He decides to send on Earth among the mortals his archdevil Beelphegor, disguised as a human and assisted by the invisible lower demon Adrammelech, to sabotage the peace and renew hostilities between the Pope and the Signoria.
Beelphegor starts his mission, improvising his first moves and indulging to curiosity toward experiencing carnal pleasure like eating, drinking, and sleeping with women - vices which as a spiritual entity he had been using to tempt humans over the centuries, but he could not really understand, until this first occasion to have a physical body.
Maddalena is willing to obey her father's plans for an arranged marriage motivated by politics, but she clearly affirms her independent character, promising the future husband neither love nor blind obedience.
Gianfiliazzo, the leader of Lorenzo's army and guards, is instead envious of Cibo because of his own love for Maddalena, which does not have a chance due to the disparity in social rank and her already arranged marriage with the Roman noble.
Beelphegor however escapes easily, taking advantage of both Adrammelech's invisible and supernatural assistance, and of the innovative war machines and other engineering marvels by Leonardo da Vinci.
Although most of the Florentine court seems driven to avenge the provocation with a new war, the wise Lorenzo is wary of the danger to give up the peace, weakening through further infight both the two small Italian city-states, until some stronger foreign power could invade the whole country.
Beelphegor however decides to use his remaining days as a mortal, in order to pursue his own personal agenda of seducing Maddalena as well: he had been impressed by her strength of character, and refuses to leave without adding her too to his list of conquests.
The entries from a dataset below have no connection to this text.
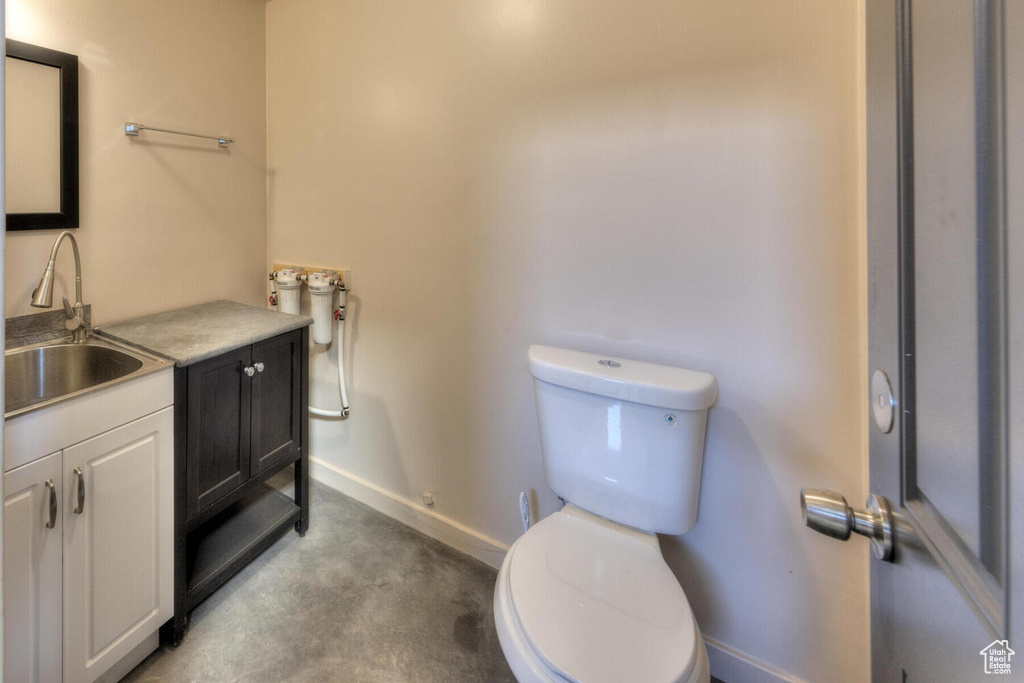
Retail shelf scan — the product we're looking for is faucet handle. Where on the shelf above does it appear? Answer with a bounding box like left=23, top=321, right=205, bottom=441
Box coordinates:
left=62, top=297, right=85, bottom=339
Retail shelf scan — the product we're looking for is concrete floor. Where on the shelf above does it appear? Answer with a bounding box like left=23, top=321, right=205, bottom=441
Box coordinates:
left=124, top=475, right=515, bottom=683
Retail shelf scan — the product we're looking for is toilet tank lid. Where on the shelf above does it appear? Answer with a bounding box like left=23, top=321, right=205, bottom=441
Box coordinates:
left=529, top=344, right=718, bottom=411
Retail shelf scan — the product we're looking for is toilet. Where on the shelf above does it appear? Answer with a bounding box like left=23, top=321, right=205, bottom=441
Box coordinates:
left=495, top=345, right=718, bottom=683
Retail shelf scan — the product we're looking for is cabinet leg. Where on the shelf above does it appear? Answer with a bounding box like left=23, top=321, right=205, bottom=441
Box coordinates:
left=295, top=453, right=309, bottom=536
left=162, top=614, right=189, bottom=647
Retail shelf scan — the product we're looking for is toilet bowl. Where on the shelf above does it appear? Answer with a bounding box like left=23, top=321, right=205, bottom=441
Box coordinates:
left=495, top=505, right=711, bottom=683
left=495, top=346, right=718, bottom=683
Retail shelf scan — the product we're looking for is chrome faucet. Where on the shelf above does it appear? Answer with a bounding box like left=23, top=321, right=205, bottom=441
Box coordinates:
left=32, top=230, right=89, bottom=344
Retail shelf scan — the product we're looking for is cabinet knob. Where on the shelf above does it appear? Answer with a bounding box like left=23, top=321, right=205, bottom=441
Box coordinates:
left=75, top=467, right=85, bottom=515
left=46, top=479, right=57, bottom=528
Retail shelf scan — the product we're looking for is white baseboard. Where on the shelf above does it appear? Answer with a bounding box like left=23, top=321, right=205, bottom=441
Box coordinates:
left=309, top=458, right=509, bottom=569
left=705, top=636, right=805, bottom=683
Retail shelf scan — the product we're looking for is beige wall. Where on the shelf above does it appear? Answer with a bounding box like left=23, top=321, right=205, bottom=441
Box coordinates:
left=4, top=0, right=266, bottom=324
left=267, top=0, right=869, bottom=681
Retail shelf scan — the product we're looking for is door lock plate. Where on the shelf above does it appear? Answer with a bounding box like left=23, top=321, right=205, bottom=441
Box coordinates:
left=871, top=370, right=896, bottom=434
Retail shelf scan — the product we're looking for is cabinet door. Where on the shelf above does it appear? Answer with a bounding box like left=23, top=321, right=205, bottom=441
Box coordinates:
left=63, top=408, right=174, bottom=683
left=250, top=330, right=302, bottom=475
left=3, top=452, right=63, bottom=683
left=185, top=346, right=252, bottom=517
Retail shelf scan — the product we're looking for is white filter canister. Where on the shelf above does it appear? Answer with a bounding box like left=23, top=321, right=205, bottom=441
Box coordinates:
left=307, top=272, right=334, bottom=344
left=274, top=268, right=302, bottom=315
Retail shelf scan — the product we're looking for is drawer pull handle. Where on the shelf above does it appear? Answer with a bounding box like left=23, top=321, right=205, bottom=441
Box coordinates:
left=46, top=479, right=57, bottom=528
left=75, top=467, right=85, bottom=515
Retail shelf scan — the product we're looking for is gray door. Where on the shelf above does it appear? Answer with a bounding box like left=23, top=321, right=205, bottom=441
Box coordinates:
left=806, top=0, right=1024, bottom=683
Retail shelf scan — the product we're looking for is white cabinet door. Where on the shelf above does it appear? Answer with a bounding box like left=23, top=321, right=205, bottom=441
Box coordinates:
left=3, top=453, right=62, bottom=683
left=63, top=408, right=174, bottom=683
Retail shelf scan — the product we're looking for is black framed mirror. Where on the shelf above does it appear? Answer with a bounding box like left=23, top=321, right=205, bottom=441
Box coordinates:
left=5, top=40, right=79, bottom=230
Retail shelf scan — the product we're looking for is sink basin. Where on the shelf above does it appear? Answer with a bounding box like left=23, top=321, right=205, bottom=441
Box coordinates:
left=4, top=338, right=167, bottom=418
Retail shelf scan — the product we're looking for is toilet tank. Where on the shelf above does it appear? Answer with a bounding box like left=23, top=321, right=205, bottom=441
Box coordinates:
left=529, top=345, right=718, bottom=533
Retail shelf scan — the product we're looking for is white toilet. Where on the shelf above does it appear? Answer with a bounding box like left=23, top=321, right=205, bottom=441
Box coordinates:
left=495, top=346, right=718, bottom=683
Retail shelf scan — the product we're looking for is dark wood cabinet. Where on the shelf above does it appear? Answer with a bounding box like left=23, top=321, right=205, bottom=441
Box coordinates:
left=185, top=346, right=254, bottom=517
left=165, top=328, right=309, bottom=645
left=249, top=331, right=302, bottom=475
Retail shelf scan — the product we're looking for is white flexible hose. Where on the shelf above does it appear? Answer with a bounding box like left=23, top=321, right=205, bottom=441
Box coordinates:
left=309, top=290, right=348, bottom=418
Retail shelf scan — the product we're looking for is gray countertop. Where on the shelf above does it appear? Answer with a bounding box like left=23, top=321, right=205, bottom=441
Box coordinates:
left=96, top=300, right=312, bottom=368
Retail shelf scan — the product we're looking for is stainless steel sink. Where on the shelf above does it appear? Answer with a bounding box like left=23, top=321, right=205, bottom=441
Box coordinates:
left=4, top=337, right=170, bottom=418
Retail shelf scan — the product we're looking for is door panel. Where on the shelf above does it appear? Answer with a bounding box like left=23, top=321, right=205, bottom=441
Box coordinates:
left=185, top=346, right=252, bottom=517
left=251, top=330, right=302, bottom=475
left=866, top=0, right=1009, bottom=681
left=63, top=408, right=174, bottom=682
left=3, top=453, right=63, bottom=683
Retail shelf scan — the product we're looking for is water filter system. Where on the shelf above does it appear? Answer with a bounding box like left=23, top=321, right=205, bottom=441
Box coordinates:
left=274, top=268, right=302, bottom=315
left=270, top=266, right=349, bottom=418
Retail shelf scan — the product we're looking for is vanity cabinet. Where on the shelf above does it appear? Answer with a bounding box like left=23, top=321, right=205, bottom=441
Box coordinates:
left=62, top=408, right=174, bottom=683
left=185, top=330, right=302, bottom=518
left=166, top=327, right=309, bottom=645
left=3, top=408, right=174, bottom=683
left=3, top=453, right=63, bottom=683
left=185, top=346, right=253, bottom=518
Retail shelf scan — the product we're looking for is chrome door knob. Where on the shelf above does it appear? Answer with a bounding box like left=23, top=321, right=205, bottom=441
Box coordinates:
left=800, top=488, right=893, bottom=561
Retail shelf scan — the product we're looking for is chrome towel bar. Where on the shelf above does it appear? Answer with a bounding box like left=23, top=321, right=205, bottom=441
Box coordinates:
left=125, top=122, right=234, bottom=146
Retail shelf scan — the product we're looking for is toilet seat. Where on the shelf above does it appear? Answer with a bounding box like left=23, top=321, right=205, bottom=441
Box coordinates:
left=495, top=506, right=709, bottom=683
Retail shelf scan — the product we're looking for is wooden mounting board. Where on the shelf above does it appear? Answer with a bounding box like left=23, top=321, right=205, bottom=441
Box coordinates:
left=273, top=261, right=352, bottom=290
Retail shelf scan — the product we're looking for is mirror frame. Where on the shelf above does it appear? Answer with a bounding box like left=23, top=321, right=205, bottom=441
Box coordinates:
left=6, top=39, right=79, bottom=230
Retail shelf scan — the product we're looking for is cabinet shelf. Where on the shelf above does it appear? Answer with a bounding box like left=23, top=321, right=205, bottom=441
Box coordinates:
left=186, top=484, right=302, bottom=608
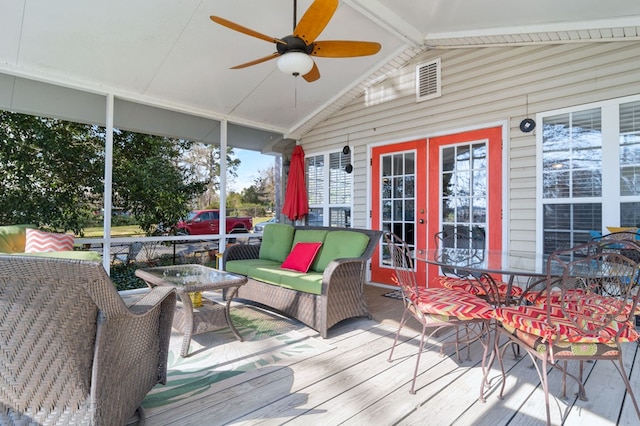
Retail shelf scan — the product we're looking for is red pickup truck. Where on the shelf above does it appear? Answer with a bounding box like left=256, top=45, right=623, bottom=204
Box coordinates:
left=178, top=210, right=253, bottom=235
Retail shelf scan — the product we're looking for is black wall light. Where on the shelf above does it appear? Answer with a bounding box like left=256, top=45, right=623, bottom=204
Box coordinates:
left=520, top=118, right=536, bottom=133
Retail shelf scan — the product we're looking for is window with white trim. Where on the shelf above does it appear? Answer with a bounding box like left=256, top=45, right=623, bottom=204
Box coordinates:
left=305, top=150, right=353, bottom=228
left=538, top=96, right=640, bottom=254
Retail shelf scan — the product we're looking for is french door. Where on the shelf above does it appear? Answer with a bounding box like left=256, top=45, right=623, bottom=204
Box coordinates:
left=371, top=127, right=502, bottom=286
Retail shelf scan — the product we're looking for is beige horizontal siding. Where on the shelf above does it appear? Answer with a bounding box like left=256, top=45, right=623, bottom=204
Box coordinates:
left=302, top=42, right=640, bottom=250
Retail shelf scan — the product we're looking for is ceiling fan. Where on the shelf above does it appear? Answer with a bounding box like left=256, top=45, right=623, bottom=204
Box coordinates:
left=210, top=0, right=381, bottom=82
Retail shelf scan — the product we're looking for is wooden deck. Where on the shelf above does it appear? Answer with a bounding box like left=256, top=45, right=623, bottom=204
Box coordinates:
left=138, top=287, right=640, bottom=426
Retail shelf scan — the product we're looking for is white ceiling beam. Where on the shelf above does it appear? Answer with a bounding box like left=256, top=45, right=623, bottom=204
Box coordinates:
left=342, top=0, right=424, bottom=47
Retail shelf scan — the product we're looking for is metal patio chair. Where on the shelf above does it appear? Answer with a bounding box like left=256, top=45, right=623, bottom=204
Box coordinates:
left=384, top=232, right=493, bottom=398
left=494, top=238, right=640, bottom=424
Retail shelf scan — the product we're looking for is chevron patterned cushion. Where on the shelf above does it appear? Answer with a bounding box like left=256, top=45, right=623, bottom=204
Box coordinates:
left=24, top=229, right=74, bottom=253
left=435, top=275, right=522, bottom=297
left=495, top=306, right=638, bottom=343
left=413, top=288, right=493, bottom=321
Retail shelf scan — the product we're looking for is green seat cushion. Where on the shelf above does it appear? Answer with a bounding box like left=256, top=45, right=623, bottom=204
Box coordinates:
left=280, top=272, right=322, bottom=294
left=224, top=259, right=280, bottom=275
left=0, top=225, right=35, bottom=253
left=311, top=231, right=369, bottom=272
left=258, top=223, right=295, bottom=263
left=247, top=265, right=322, bottom=294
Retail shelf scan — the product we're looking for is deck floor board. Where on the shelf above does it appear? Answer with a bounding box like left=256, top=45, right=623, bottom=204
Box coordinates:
left=136, top=286, right=640, bottom=426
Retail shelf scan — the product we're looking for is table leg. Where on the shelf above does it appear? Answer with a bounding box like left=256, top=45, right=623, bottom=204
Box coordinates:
left=178, top=291, right=193, bottom=358
left=224, top=286, right=243, bottom=342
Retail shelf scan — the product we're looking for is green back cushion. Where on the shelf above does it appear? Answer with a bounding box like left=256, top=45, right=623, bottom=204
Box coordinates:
left=291, top=229, right=329, bottom=247
left=311, top=231, right=369, bottom=272
left=0, top=225, right=35, bottom=253
left=292, top=229, right=329, bottom=272
left=258, top=223, right=295, bottom=262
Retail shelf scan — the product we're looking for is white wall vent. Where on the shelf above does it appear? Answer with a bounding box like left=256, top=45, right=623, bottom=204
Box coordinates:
left=416, top=58, right=441, bottom=102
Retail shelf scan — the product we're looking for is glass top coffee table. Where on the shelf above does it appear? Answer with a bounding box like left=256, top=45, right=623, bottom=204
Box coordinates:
left=136, top=264, right=247, bottom=357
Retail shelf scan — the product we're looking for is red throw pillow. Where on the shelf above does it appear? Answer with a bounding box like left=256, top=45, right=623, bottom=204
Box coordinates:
left=24, top=228, right=75, bottom=253
left=280, top=243, right=322, bottom=272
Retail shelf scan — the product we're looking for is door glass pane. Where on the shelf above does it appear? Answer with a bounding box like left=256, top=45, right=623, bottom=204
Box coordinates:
left=620, top=102, right=640, bottom=196
left=379, top=151, right=416, bottom=266
left=440, top=142, right=488, bottom=250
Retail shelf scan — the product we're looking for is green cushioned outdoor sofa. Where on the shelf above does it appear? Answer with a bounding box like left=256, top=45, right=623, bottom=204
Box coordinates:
left=0, top=225, right=102, bottom=261
left=223, top=223, right=382, bottom=338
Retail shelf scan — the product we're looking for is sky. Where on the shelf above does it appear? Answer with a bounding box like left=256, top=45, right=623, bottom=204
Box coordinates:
left=228, top=148, right=276, bottom=192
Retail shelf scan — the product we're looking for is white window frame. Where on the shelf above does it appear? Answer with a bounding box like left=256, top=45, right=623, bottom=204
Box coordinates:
left=305, top=148, right=354, bottom=227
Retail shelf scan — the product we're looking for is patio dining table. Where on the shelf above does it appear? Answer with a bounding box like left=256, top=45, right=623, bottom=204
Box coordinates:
left=414, top=248, right=554, bottom=303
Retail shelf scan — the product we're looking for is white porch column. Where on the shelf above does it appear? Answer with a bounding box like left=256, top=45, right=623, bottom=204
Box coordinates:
left=218, top=120, right=227, bottom=253
left=102, top=94, right=114, bottom=274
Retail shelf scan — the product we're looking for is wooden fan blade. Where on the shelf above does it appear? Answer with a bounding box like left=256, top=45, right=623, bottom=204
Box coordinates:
left=293, top=0, right=338, bottom=44
left=231, top=52, right=280, bottom=70
left=209, top=15, right=287, bottom=45
left=311, top=40, right=382, bottom=58
left=302, top=62, right=320, bottom=83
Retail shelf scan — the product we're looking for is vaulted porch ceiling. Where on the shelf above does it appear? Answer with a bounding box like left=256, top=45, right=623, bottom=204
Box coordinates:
left=0, top=0, right=640, bottom=153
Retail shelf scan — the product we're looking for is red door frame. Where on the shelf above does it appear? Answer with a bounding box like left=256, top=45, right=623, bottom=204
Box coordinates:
left=371, top=139, right=427, bottom=284
left=371, top=126, right=503, bottom=285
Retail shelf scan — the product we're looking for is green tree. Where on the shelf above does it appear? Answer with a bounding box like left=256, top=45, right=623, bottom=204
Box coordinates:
left=242, top=167, right=276, bottom=206
left=0, top=111, right=104, bottom=234
left=182, top=143, right=240, bottom=208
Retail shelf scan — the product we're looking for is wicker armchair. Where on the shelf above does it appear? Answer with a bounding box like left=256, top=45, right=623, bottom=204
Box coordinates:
left=0, top=255, right=176, bottom=425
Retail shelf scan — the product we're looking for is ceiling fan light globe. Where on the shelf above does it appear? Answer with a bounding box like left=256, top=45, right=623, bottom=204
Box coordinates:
left=278, top=52, right=313, bottom=76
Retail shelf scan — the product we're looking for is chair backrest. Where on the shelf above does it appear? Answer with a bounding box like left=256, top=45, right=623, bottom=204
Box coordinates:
left=545, top=237, right=640, bottom=338
left=0, top=255, right=131, bottom=423
left=127, top=241, right=142, bottom=262
left=384, top=232, right=418, bottom=297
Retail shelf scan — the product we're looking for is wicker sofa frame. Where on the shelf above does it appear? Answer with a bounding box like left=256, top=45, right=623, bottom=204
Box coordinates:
left=223, top=226, right=382, bottom=339
left=0, top=255, right=176, bottom=425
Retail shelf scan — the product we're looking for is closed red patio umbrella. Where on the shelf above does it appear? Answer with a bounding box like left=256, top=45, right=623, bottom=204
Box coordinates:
left=282, top=145, right=309, bottom=220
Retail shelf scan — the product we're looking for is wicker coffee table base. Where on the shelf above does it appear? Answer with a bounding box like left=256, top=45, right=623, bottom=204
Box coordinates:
left=173, top=286, right=242, bottom=358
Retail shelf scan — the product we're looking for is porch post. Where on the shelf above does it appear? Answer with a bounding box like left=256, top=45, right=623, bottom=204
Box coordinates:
left=102, top=93, right=114, bottom=274
left=218, top=120, right=227, bottom=253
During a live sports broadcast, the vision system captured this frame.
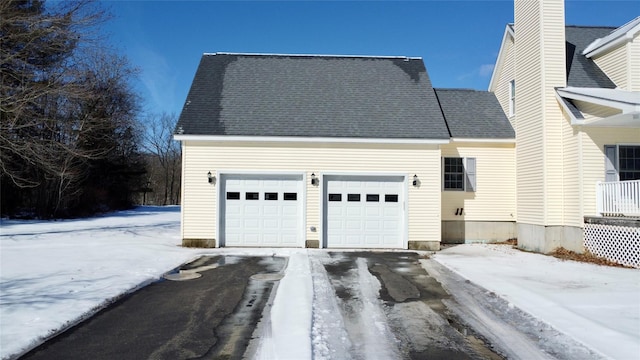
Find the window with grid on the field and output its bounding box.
[618,145,640,181]
[444,158,464,191]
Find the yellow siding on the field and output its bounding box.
[495,37,518,129]
[441,143,516,221]
[628,34,640,91]
[593,43,629,90]
[582,127,640,216]
[182,141,441,245]
[542,0,566,225]
[562,110,583,227]
[514,1,544,224]
[515,0,566,225]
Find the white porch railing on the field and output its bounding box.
[596,180,640,217]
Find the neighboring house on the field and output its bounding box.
[175,53,515,250]
[489,0,640,252]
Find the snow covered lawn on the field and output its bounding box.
[0,207,198,358]
[434,244,640,360]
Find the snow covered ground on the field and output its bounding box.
[0,207,640,359]
[433,244,640,360]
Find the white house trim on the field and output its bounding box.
[451,138,516,144]
[582,16,640,58]
[556,87,640,127]
[173,134,449,145]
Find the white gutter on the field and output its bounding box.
[173,134,450,145]
[451,138,516,144]
[582,16,640,58]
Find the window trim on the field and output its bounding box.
[509,79,516,116]
[441,156,477,192]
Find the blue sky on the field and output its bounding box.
[103,0,640,115]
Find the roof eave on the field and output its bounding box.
[488,24,515,92]
[582,16,640,58]
[173,134,450,145]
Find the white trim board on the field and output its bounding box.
[173,134,450,145]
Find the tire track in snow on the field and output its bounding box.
[356,258,401,359]
[311,255,352,360]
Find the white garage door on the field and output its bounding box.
[324,176,405,248]
[220,175,303,246]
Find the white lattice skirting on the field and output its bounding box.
[584,224,640,268]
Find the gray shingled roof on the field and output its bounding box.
[177,53,449,139]
[435,89,516,139]
[565,26,616,89]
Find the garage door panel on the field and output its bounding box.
[365,206,381,217]
[281,205,298,217]
[365,220,380,231]
[262,219,280,231]
[282,218,298,230]
[242,219,260,230]
[324,176,405,248]
[346,205,363,217]
[221,174,304,246]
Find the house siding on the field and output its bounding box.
[515,0,566,225]
[562,111,584,227]
[593,43,630,90]
[495,36,518,131]
[628,34,640,91]
[442,143,516,221]
[182,141,441,246]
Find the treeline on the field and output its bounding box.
[0,0,180,219]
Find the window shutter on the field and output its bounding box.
[464,158,476,192]
[604,145,618,181]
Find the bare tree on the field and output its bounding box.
[0,0,144,217]
[143,113,182,205]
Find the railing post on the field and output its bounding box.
[596,181,603,216]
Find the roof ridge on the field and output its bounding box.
[203,51,422,60]
[433,87,489,92]
[565,25,618,29]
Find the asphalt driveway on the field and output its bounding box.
[22,251,501,360]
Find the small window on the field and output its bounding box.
[443,158,464,191]
[367,194,380,202]
[384,194,398,202]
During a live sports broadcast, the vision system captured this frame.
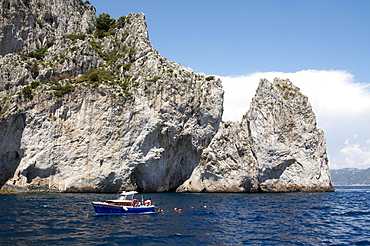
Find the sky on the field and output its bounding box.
[90,0,370,169]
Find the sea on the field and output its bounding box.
[0,186,370,245]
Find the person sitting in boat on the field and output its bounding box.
[143,198,152,206]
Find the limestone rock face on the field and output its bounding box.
[0,0,333,192]
[0,0,223,192]
[177,79,334,192]
[0,0,95,55]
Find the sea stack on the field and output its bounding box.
[177,79,334,192]
[0,0,333,192]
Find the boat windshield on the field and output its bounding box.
[119,191,137,200]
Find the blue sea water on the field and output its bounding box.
[0,187,370,245]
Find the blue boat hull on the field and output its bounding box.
[93,204,157,215]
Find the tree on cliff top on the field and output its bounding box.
[95,13,116,37]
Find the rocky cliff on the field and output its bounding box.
[178,79,334,192]
[0,0,223,191]
[0,0,332,192]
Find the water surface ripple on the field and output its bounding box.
[0,187,370,245]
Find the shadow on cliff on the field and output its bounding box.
[0,114,26,188]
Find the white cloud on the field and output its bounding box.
[219,70,370,168]
[340,139,370,168]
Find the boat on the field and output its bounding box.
[92,191,157,216]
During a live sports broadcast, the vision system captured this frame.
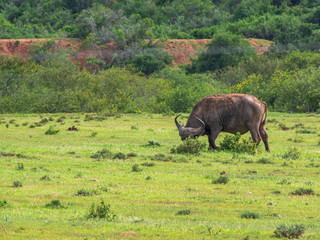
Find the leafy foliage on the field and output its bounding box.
[171,138,206,155]
[188,32,256,73]
[87,199,116,219]
[220,133,256,154]
[274,224,305,239]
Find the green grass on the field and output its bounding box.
[0,113,320,239]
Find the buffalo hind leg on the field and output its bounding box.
[250,129,261,147]
[259,125,270,152]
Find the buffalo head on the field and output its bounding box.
[174,115,205,140]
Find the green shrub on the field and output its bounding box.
[17,163,24,171]
[291,188,314,196]
[241,211,260,219]
[187,31,256,73]
[220,133,256,154]
[12,181,22,187]
[113,152,126,159]
[257,158,273,164]
[129,48,172,75]
[40,175,51,181]
[75,189,96,196]
[150,153,172,162]
[212,176,229,184]
[170,138,206,155]
[132,164,142,172]
[141,162,156,167]
[0,200,9,208]
[86,199,116,221]
[282,147,301,160]
[45,126,60,135]
[45,200,64,209]
[90,149,112,159]
[274,224,305,239]
[176,209,191,215]
[146,139,161,147]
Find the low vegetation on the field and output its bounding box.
[0,112,320,240]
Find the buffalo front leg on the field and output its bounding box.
[208,129,221,150]
[259,126,270,152]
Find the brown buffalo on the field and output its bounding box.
[175,94,270,152]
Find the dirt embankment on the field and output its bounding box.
[0,39,271,67]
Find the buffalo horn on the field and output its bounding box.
[174,115,182,130]
[191,117,205,136]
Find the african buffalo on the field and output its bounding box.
[175,93,270,152]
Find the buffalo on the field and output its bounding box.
[175,93,270,152]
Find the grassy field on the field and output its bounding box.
[0,113,320,239]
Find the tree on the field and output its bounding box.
[187,32,256,73]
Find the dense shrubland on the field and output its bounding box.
[0,0,320,50]
[0,0,320,113]
[0,45,320,114]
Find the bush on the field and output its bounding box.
[75,189,96,197]
[170,138,206,155]
[0,200,9,208]
[150,153,172,162]
[129,48,172,75]
[87,199,116,219]
[187,32,256,73]
[45,126,60,135]
[132,164,142,172]
[45,200,64,208]
[291,188,314,196]
[146,140,161,147]
[212,176,229,184]
[241,211,260,219]
[176,209,191,215]
[90,149,112,160]
[274,224,305,239]
[220,133,256,154]
[257,158,273,164]
[12,181,22,187]
[113,152,126,159]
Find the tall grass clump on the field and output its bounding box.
[291,188,314,196]
[170,138,206,155]
[274,224,305,239]
[282,147,301,160]
[241,211,260,219]
[86,199,116,222]
[212,175,229,184]
[90,149,113,160]
[220,132,257,154]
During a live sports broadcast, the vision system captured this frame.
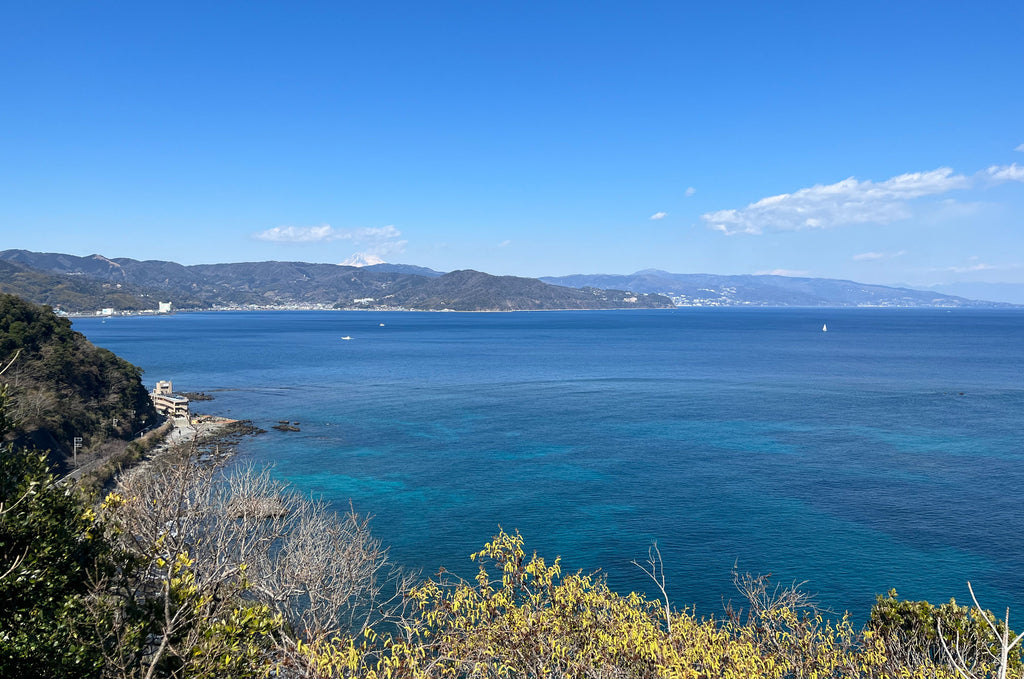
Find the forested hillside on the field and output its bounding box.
[0,295,157,471]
Suddenly Beelphegor steals the friar's clothes and, under pretension of giving up on the general populace and lend instead his spiritual support directly to Maddalena, easily enters Lorenzo's palace in spite of all the guards.
He escapes again easily from the furious Gianfigliazzo, this time passing through a secret passage in the bedroom of one of Lorenzo's many lovers, and again one of the genial but still untested machines of Leonardo to fly away above the crowd.
The fight turns into love-making and true affection: Maddalena no longer refuses Beelphegor, and the archdevil appears to have acquired new sentiments, at odds with his nature of evil entity.
As he starts to scream for help, Adrammelech cannot intervene but Maddalena decides to save him, even if this means joining her lover on the fire in order to force Lorenzo to halt the execution.
The angry Gianfigliazzo is pushed into the fire and finally dies; Beelphegor gratefully acknowledges the intervention of his past servant and friend, he delivers his farewell and leave the scene in loving embrace with Maddelena, fully embarking into life as a normal man with no special powers but at peace with the limitations and joys of mortality.